NCLEX National Council Licensure Examination - -RN NCLEX-RN Dumps in PDF

Free NCLEX NCLEX-RN Real Questions (page: 63)

A parent told the public health nurse that her 6-year-old son has been taking tetracycline for a chronic skin condition. The parent asked if this could cause any problems for the child. What should the nurse explain to the parent?

  1. Giving tetracycline to a child younger than 8 years may cause permanent staining of his teeth.
  2. If you give tetracycline with milk, it may be absorbed readily.
  3. The medication should be given to adults, not children.
  4. Secondary infections of chronic skin disorders do not respond to antibiotics.

Answer(s): A

Explanation:

(A) Tetracycline should be avoided during tooth development because it interferes with enamel formation and dental pigmentation. (B) Milk interferes with the absorption of tetracyclines. (C) Children older than 9 years or past the tooth development stage may be given tetracycline. (D) Secondary infections of chronic skin disorders may respond to antibiotics such as penicillin or tetracyclines.



A parent told the public health nurse that her 6-year-old son has been taking tetracycline for a chronic skin condition. The parent asked if this could cause any problems for the child. What should the nurse explain to the parent?

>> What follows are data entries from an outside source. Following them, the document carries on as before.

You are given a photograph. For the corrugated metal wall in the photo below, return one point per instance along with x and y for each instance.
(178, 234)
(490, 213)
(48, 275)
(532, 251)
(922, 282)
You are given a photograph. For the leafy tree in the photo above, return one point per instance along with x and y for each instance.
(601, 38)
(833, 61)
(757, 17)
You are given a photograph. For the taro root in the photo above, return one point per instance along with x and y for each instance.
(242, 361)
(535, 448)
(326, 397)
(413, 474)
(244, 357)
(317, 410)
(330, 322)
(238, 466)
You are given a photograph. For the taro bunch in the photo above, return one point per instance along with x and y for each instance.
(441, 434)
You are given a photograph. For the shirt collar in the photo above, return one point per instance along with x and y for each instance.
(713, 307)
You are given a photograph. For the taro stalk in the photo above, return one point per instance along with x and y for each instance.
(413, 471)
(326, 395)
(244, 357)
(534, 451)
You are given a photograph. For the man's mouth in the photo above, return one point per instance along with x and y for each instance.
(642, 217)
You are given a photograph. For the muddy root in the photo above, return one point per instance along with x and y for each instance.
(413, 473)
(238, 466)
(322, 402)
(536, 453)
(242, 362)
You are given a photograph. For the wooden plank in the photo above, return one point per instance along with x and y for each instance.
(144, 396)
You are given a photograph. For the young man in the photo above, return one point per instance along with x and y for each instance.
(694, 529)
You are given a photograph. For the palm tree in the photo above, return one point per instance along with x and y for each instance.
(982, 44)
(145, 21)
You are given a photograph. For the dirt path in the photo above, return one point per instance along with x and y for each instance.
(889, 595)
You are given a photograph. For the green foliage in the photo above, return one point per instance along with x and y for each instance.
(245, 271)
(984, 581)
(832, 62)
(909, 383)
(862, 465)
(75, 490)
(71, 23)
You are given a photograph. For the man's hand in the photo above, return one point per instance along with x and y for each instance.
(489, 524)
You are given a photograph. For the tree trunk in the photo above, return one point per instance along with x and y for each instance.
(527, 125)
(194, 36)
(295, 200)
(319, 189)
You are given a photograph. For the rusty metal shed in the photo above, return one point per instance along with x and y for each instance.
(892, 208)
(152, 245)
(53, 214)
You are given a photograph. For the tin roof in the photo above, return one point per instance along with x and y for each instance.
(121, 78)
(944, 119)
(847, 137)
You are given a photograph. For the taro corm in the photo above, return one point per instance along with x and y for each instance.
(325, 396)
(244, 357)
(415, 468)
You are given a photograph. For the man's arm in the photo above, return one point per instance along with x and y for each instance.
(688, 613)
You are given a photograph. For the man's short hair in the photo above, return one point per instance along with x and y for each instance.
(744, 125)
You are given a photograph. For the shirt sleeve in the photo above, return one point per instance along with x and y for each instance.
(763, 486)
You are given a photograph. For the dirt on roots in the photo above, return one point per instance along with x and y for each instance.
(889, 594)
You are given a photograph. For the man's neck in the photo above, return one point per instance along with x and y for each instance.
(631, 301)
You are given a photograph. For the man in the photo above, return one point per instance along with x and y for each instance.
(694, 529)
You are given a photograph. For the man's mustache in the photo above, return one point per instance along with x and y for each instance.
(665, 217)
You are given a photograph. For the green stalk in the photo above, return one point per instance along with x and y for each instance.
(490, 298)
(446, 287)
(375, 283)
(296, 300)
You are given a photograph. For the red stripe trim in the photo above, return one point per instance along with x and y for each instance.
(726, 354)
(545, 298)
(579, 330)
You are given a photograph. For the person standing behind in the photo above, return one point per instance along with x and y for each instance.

  1. Giving tetracycline to a child younger than 8 years may cause permanent staining of his teeth.
  2. If you give tetracycline with milk, it may be absorbed readily.
  3. The medication should be given to adults, not children.
  4. Secondary infections of chronic skin disorders do not respond to antibiotics.

Answer(s): A

Explanation:

(A) Tetracycline should be avoided during tooth development because it interferes with enamel formation and dental pigmentation. (B) Milk interferes with the absorption of tetracyclines. (C) Children older than 9 years or past the tooth development stage may be given tetracycline. (D) Secondary infections of chronic skin disorders may respond to antibiotics such as penicillin or tetracyclines.



In addition to changing the mother's position to relieve cord pressure, the nurse may employ the following measure (s) in the event that she observes the cord out of the vagina:

  1. Immediately pour sterile saline on the cord, and repeat this every 15 minutes to prevent drying.
  2. Cover the cord with a wet sponge.
  3. Apply a cord clamp to the exposed cord, and cover with a sterile towel.
  4. Keep the cord warm and moist by continuous applications of warm, sterile saline compresses.

Answer(s): D

Explanation:

(A) Saline should be warmed; waiting 15 minutes may not keep the cord moist. (B) This choice does not specify what the sponge was "wet" with. (C) This measure would stop circulation to the fetus. (D) The cord should be kept warm and moist to maintain fetal circulation. This measure is an accepted nursing action.



In addition to changing the mother's position to relieve cord pressure, the nurse may employ the following measure (s) in the event that she observes the cord out of the vagina:

  1. Immediately pour sterile saline on the cord, and repeat this every 15 minutes to prevent drying.
  2. Cover the cord with a wet sponge.
  3. Apply a cord clamp to the exposed cord, and cover with a sterile towel.
  4. Keep the cord warm and moist by continuous applications of warm, sterile saline compresses.

Answer(s): D

Explanation:

(A) Saline should be warmed; waiting 15 minutes may not keep the cord moist. (B) This choice does not specify what the sponge was "wet" with. (C) This measure would stop circulation to the fetus. (D) The cord should be kept warm and moist to maintain fetal circulation. This measure is an accepted nursing action.



A 26-year-old client is in a treatment center for aprazolam (Xanax) abuse and continues to manifest moderate levels of anxiety 3 weeks into the rehabilitation program, often requesting medication for "his nerves." Included in the client's plan of care is to identify alternate methods of coping with stress and anxiety other than use of medication. After intervening with assistance in stress reduction techniques, identifying feelings and past coping, the nurse evaluates the outcome as being met if:

  1. Client promises that he will not abuse aprazolam after discharge
  2. Client demonstrates use of exercise or physical activity to handle nervous energy following conflicts of everyday life
  3. Client is able to verbalize effects of substance abuse on the body
  4. Client has remained substance free during hospitalization and is discharged

Answer(s): B

Explanation:

(A) This client response does not address stress reduction techniques. Verbal response focuses only on the problem. (B) Exercise or physical activity is a common strategy or coping technique used to reduce stress and anxiety. (C) Verbalizing effects of substance abuse on the body may help with insight and break through denial, but it is not a strategy to reduce anxiety. (D)Remaining substance-free does indicate motivation to change lifestyle of substance abuse or dependence, and it is not a stress reduction strategy in itself.